"Standalone with series potential"

Second complete manuscript fulfilled the brief. What made it easy was that it was a murder mystery, which makes the resolution easy (we found the murderer) and the spinoff potential (people gonna keep killing people).

In terms of pure SFF adventure, maybe not so easy. Although I guess everything has series potential unless it ends with the bloody planet exploding.

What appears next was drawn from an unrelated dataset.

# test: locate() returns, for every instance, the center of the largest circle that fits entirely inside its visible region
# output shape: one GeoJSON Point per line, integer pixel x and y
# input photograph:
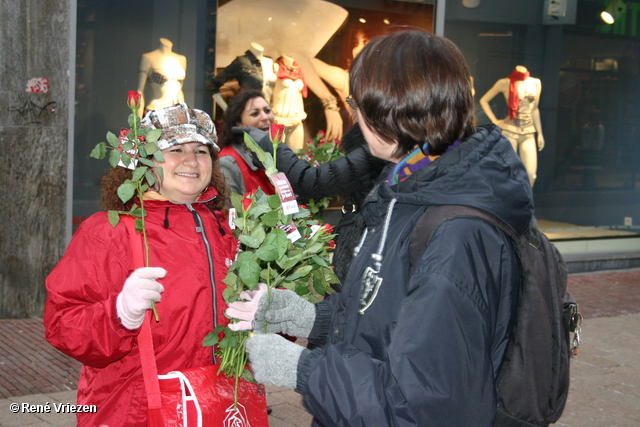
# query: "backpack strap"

Tbh sometimes I wonder about the whole "standalone with series potential". Fantasy at least runs on series. How many big name fantasy authors post-1977 started with a standalone? How many built their name on standalones? The only one I can think of is John M Ford, and he is 100% not as well know as he could be.
Stand-alones have grown in popularity especially with publishers becoming more and more risk adverse. The likes of Gaiman, Travis Baldree, TJ Klune all have great stand-alone vibe.

Having said that you are right that, especially for epic fantasy, multiple books are more common but i think that’s more trilogies etc than series - in fact I’m not sure fantasy has a big lean towards series (whereas perhaps sci-fi has a lot of series and comparatively less trilogies etc?)
 
Stand-alones have grown in popularity especially with publishers becoming more and more risk adverse. The likes of Gaiman, Travis Baldree, TJ Klune all have great stand-alone vibe.

Having said that you are right that, especially for epic fantasy, multiple books are more common but i think that’s more trilogies etc than series - in fact I’m not sure fantasy has a big lean towards series (whereas perhaps sci-fi has a lot of series and comparatively less trilogies etc?)

Virtually every major genre defining piece of fantasy fiction/worldbuilding between LotR's massive surge in popularity and Broken Earth is, at this point, more than a trilogy. A lot started as trilogies, but got built on. There's more standalones than trilogies at this point in the 800lb gorilla section of the room. I think the best you can get for legit unlinked major trilogies in this time period is... The Fionavar Tapestry and Nevernight? I'm sure I'm missing some but probably not enough to change the point. Actually I guess Gentlemen Barstewards and Kingkiller are technically trilogies for now, but that's done neither man's reputation any good.

And given how series get built out, the likelihood of Broken Earth and Green Bones and The Poppy War and Tide Child staying trilogies seems small. Yeah, most fantasy authors seem to be given a trilogy to start with at the moment (at least the ones they have confidence in), but they get linked up.

Not that I see a point in dividing series and trilogies, particularly not when the point is the fantasy genre doesn't get on well with standalones. The exact type of series doesn't matter. Just that it's not a standalone.

And yes, standalones get published. Yes, many do well, in some cases very well, and their authors do very well with them too. I'm pretty sure all of them would have done better for focusing more on series.

Most of those doing greatly mainly on standalones either built their rep with a series (Gaiman) or are going to turn their breakthrough standalone into a series (Baldree). The only three authors I can think of right now who are genuinely big names and have done it all with standalones are Susannah Clarke, Madeleine Miller, and maybe Erin Morgernstern. Whether they stay like that, how their reputation survives - that remains to be seen. Right now they're unicorns. I suspect all of them would be a bigger deal with series.

And as such... well, I know it's the given advice. I know publishing has its reasons. But as fantasy stands, I don't see why authors shouldn't just plan for a series, even if it's a loose one. Lie to the agent if you have to, although I would ask agents why are we bothering with the facade. But, much as I don't want to see standalones die out, may the deity of their choice bless any author who's not planning on a series in this fantasy genre, because they'll need it.